Otherwise, it's pretty much the same as when we first bought a trailer in 1986.
Congratulations and happy trailering! =D


----------



## PDGx (Mar 24, 2013)

Have them check why there is a brake controller mounted on the console. If you really have an integrated brake controller - and it is working - you WANT to have it being the brake controller being used. It will give you much smoother braking, and will not cause any jolt to your horses when activated. It is the smoothest trailer braking you can get. Our last two trucks were specifically purchased with the integrated controllers, and we pull everything from a 4 horse trailer to RV to 20k # equipment trailer. 
Their should be no need for an external controller. 
Nice truck !
_Posted via Mobile Device_


----------



## towboater (Aug 19, 2013)

Deleted


----------



## beau159 (Oct 4, 2010)

Corporal said:


> IF you buy a gooseneck trailer, you will break your cab's rear windows on a sharp turn. Shortbed trucks are notorious for this.


The OP can absolutely buy a gooseneck if he/she pleases. (Personally, I will NEVER own a bumper pull. Goosenecks are a much better ride for the horses, and safer because they won't start fishtailing on you in a wind.)

I pull a square-nose gooseneck all the time with my husband's GMC Sierra, which has one of the shortest short-boxes on the market (or so we've been told). We did opt to put a *6" extender *on the gooseneck hitch and that's made a HUGE difference. I highly recommend it. 

Yes, I do keep an eye on the back window when I am backing the trailer up. But I've never had an issue, and have backed into some pretty tight spaces. You've just gotta pay attention.

Driving forward? Not a problem. You won't bust your window turning while driving forward. It's the backing up you have to be careful of.


----------



## Roux (Aug 23, 2013)

I 100% agree with everything beau159 said.
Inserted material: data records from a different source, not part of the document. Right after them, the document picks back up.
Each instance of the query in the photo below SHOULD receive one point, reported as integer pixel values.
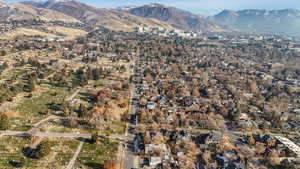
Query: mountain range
(154, 15)
(285, 21)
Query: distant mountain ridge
(176, 17)
(112, 19)
(19, 11)
(286, 21)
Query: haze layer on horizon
(205, 7)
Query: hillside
(112, 19)
(176, 17)
(19, 11)
(285, 21)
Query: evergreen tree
(286, 164)
(96, 74)
(43, 149)
(4, 122)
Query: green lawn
(96, 154)
(30, 109)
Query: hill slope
(178, 18)
(275, 21)
(112, 19)
(18, 11)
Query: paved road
(39, 124)
(69, 99)
(130, 159)
(73, 160)
(66, 135)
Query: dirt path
(74, 158)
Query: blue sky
(205, 7)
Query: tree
(96, 74)
(30, 86)
(3, 53)
(94, 138)
(82, 111)
(43, 149)
(4, 122)
(286, 164)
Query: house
(151, 148)
(154, 161)
(297, 111)
(137, 143)
(210, 138)
(151, 106)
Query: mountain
(112, 19)
(178, 18)
(19, 11)
(285, 21)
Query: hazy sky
(200, 6)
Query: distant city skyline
(205, 7)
I always always take a goose neck over a bumper pull. They are just safer all the way around. 

I have never broke out a back window. You just have to half way pay attention to what you are doing.


----------



## Roux (Aug 23, 2013)




----------



## verona1016 (Jul 3, 2011)

The length of the bed may not stop OP from pulling a gooseneck, but the payload capacity might. For the 2014 F-150, the payload capacity ranges from 1500 to 2090 lbs. This sounds like a lot, but goosenecks put much more of their weight on the truck than bumper pulls (up to 25% is typical). Goosenecks also tend to have a higher empty weight to start with. 
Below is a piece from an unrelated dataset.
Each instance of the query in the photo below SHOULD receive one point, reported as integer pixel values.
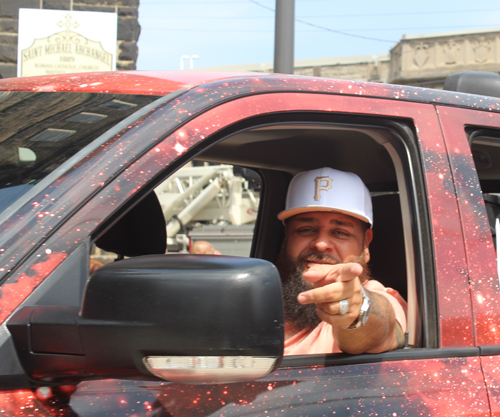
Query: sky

As an example, the lightest gooseneck trailer made by Featherlite is 3300 lbs (300 lbs heavier than my standard steel two horse bumper pull). Add two 1200 lb horses and a couple hundred pounds for tack and other equipment and you're up to 6000 lbs. 25% of that is 1500 lbs, which is the maximum for some configurations of the F-150. Best case you have the truck with the highest payload capacity- you now have nearly 600 lbs of capacity left, but you still have to add in the weight of anything else you have in the truck, including the driver and passengers.


----------